Saw this on Twitter, part of an exchange between people talking about how hard it is to overcome addictions:
“I keep alcoholism at bay by drinking expensive stuff. If I’m ever, by some chance, independently wealthy I’ll need a new strategy. I buy expensive liquor and trust that my inherent Scottish Protestant frugality is more deeply ingrained in my psyche than my desire to drink to excess. ‘Can’t drink too much of that, it’s expensive.'”
Boy, did that ever not work for me. Toward the end I was buying and drinking ever more expensive booze, stupid me hoping I’d achieve a more expensive and therefore more forgiving state of intoxication, smarter me knowing alcohol’s alcohol and hangovers are all the same. Smarter me won and I quit. Surprisingly easily, considering how much I drank. Smoking, now … damn, that was one tough addiction to break. I dreamt of smoking for years afterward and can still, more than four decades on, conjure up the comforting feel of a cigarette resting between my index and middle fingers (I quit smoking in 1978).
Our daughter was summarily kicked out of her apartment several days ago. The manager, accompanied by two large men, let herself in with a master key, rousted Polly out of bed, and ordered her out on the spot. Polly grabbed her cats and fled to our place, minus purse, ID, toiletries, clothes, and everything else. They changed the locks that morning and for the past few days haven’t let her back in to get her necessities. They’re allowing her into the apartment today to gather up what she can in a few hours. Habitat for Humanity is supposed to come by to pick up her furniture; she plans to get everything important, including an expensive sewing machine Donna had lent her, and bring it back here. She’s using my truck, and I expect her to fill it.
She’ll be with us, camping in the guest bedroom, for a while. She has to find another job before she can get set up on her own again. Yes, she’s a mess.
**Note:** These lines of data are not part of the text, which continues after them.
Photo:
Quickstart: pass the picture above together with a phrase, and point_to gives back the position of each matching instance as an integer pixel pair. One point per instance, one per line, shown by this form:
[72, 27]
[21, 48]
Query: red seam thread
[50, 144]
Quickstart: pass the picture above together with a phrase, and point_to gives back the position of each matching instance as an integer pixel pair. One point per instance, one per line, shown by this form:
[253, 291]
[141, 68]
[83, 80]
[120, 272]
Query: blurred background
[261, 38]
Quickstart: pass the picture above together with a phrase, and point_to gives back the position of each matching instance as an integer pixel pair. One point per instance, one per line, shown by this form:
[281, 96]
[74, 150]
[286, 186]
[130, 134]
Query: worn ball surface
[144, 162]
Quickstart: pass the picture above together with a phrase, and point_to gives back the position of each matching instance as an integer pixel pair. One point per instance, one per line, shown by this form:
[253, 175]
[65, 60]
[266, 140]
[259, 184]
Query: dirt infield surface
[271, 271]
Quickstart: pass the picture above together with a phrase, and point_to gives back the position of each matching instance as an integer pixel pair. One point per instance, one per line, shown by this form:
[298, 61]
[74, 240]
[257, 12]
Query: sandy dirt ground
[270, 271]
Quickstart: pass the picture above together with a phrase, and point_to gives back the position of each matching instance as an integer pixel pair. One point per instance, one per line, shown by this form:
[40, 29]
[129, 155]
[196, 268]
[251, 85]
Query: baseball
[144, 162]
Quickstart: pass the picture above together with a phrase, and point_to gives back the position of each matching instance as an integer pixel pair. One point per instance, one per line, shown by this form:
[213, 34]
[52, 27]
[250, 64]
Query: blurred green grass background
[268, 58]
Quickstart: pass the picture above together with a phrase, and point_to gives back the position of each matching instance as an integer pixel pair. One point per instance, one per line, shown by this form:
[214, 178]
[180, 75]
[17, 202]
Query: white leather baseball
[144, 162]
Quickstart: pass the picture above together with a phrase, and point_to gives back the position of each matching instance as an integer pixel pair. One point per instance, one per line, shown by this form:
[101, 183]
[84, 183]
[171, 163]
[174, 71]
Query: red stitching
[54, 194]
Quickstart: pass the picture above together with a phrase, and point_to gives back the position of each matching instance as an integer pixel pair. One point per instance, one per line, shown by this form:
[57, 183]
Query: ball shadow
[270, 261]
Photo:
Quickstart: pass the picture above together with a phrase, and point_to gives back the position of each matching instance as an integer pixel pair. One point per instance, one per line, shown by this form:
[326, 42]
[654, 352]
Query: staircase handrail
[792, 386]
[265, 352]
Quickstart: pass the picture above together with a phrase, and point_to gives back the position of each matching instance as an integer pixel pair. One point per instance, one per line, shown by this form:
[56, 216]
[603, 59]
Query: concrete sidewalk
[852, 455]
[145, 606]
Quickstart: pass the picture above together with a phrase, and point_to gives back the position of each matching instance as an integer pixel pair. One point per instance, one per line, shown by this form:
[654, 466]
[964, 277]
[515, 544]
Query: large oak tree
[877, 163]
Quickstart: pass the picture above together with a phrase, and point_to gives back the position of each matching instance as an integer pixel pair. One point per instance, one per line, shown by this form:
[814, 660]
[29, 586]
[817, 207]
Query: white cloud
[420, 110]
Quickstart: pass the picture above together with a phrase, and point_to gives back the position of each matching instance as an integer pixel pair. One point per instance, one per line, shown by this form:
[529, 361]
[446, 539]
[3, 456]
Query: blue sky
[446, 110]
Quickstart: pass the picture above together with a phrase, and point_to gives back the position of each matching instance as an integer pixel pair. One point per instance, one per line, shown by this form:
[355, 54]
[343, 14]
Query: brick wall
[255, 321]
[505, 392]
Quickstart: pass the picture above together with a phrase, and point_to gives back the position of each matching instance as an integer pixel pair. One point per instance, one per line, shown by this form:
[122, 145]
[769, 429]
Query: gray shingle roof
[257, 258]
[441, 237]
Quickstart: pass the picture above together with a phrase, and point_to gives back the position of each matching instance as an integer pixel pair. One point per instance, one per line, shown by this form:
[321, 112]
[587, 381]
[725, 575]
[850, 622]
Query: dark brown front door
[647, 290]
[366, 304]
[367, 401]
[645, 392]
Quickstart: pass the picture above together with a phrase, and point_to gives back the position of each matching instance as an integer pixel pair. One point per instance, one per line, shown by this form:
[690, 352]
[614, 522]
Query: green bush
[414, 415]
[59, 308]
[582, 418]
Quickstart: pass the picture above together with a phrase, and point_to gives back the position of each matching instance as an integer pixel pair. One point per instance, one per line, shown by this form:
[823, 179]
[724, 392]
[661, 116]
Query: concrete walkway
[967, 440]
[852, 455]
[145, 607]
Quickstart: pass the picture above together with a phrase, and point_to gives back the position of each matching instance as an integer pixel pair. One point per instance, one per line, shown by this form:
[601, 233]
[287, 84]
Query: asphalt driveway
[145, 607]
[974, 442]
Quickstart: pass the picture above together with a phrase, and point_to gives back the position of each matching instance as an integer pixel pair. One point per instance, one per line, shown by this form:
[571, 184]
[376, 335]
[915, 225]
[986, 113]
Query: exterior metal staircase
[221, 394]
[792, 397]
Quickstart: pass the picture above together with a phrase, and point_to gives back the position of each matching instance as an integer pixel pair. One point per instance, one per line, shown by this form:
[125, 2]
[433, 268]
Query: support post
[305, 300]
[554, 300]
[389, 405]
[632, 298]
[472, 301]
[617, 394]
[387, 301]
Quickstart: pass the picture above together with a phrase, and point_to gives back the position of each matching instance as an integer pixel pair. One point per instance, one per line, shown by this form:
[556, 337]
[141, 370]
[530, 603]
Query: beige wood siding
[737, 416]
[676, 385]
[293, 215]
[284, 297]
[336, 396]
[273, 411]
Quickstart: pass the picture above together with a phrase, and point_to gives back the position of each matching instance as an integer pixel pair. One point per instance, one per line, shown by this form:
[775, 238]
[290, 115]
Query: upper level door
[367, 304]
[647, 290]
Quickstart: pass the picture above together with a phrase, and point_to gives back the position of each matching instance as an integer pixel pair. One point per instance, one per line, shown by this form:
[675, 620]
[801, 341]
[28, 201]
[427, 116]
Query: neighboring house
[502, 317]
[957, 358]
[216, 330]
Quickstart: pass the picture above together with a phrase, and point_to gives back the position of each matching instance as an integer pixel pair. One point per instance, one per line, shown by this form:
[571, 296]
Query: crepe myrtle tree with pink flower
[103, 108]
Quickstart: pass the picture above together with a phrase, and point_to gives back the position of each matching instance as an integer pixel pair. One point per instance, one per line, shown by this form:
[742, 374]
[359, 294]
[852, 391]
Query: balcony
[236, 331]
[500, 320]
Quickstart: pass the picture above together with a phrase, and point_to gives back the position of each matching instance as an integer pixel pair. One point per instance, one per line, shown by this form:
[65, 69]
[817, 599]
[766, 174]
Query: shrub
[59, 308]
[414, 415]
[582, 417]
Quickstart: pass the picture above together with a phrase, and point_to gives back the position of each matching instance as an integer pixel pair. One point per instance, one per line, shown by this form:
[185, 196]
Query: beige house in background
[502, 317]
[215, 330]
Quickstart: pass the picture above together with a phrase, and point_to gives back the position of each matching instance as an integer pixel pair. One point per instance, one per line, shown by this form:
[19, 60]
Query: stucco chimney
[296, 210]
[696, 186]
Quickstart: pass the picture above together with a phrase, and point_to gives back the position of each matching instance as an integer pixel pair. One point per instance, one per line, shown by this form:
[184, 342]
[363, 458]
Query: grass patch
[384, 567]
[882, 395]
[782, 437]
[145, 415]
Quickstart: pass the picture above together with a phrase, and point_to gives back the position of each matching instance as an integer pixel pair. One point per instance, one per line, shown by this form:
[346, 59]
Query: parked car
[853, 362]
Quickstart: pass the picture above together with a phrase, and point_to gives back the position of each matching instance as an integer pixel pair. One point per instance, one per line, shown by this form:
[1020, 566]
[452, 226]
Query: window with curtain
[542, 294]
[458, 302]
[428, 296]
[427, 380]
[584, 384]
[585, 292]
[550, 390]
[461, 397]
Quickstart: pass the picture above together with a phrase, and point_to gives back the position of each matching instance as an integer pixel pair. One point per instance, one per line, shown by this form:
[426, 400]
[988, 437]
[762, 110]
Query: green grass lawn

The situation she created for herself is a mess. And yes, her mess is now our mess, too. So yeah, I’m kind of depressed. But that’ll pass. It always does.
As previously reported, Donna’s away on a long-planned trip to visit her sisters in Michigan and I’m holding down Fort Tucson. The dogs aren’t happy she’s gone, but they do enjoy the extra room on the bed at night. I’m betting Donna misses having one or two doggie butts pressed up against her side when she sleeps!
No aliens, no spaceships, no invasion of Earth. After reading this fascinating oral history* of the creation of Carl Sagan’s movie Contact, I wanted to watch it again. It’s available through a few streaming services, but at extra cost, so I bought a Blu-Ray DVD from Amazon and plan to watch it tonight. I’ve been going through the seasons of The Expanse on Amazon Prime (I’m on my fourth go-around with that series. still seeing connections and noticing new details in every episode) and devouring For All Mankind on Apple TV. I’ve been a fan of science fiction since my early teens, but I’m pickier now, unable to sit through trash SF (and lordy is there a lot of that). Go into the details and make me believe and I’m yours, writers and directors.
*So if it’s an oral history, how is it a written article and not a podcast, huh?